The other night I was gazing upon the city skyline, and I counted about a dozen different cranes rising over the buildings.
I started wondering: if every brick and every slat of every building in Boston were eventually replaced, would it still be Boston?
In philosophy, there is a similar thought experiment: “The Ship of Theseus.”
To explain the Ship of Theseus, I give you Marvel Comics’ final episode of the show WandaVision, where the superhero Vision is confronted with essentially a clone of himself. They are trying to figure out which is the true Vision, so they turn to the Ship of Theseus.
The Ship of Theseus in an artifact in a museum. Over time its planks of wood rot and are replaced with new planks. When no original plank remains, is it still the Ship of Theseus?
Secondly, if those removed planks are restored and reassembled, free of the rot, is that the Ship of Theseus?”
One of the two superheroes named Vision replies, “Neither is the true ship. Both are the true ship.”
This thought experiment applies to churches, too. The congregation I pastor is only a little bit over 50 years old, and we still have some of the original planks and bricks of the church. Not the building anymore, sadly, but the people!
50 more years from now, when this church has its 100th anniversary, and no original plank remains, will it still be South End Neighborhood Church?
Yes. South End Church 50 years ago, South End Church today, and South End Church 50 years into the future—it’s all the real South End Church, no matter how much the parts and the people change.
Our task, then, in the presence of God, is to ask and prayerfully discern: what makes us us? What are the consistent ties that bind us together, past, present, and future?
And if we’re a ship, where are we going? Where is God leading us?

I keep hearing commentators make a big deal (as they should) about how this is the Boston Celtics’ 22nd NBA Finals appearance. The first few times I heard that stat, it was jarring. There is literally nobody on the team for whom that statement is true.

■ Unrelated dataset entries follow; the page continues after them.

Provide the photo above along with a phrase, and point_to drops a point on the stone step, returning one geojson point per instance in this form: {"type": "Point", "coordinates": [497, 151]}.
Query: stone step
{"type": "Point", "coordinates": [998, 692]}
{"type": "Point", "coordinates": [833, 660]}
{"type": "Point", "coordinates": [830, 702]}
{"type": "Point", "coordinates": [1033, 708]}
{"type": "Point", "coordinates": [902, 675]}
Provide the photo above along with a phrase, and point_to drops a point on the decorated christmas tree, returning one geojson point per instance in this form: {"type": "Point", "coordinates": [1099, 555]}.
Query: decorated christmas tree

Even Al Horford, their veteran, hasn’t been to an NBA Finals before.
But of course the team has. And there is something in the ethos, the DNA, the blood of this organization that serves as a through line, making the Celtics still the Celtics, even though none of the same people from the last Finals-making team are there now.
Organizations and churches and cities—like the ship of Theseus—have a culture, what some refer to as a thisness.
Those of us who steward these organizations in the present moment have the great privilege of discerning together just what that culture is—what is worth preserving, and what is worth culling, all in favor of living out our deepest identity and calling.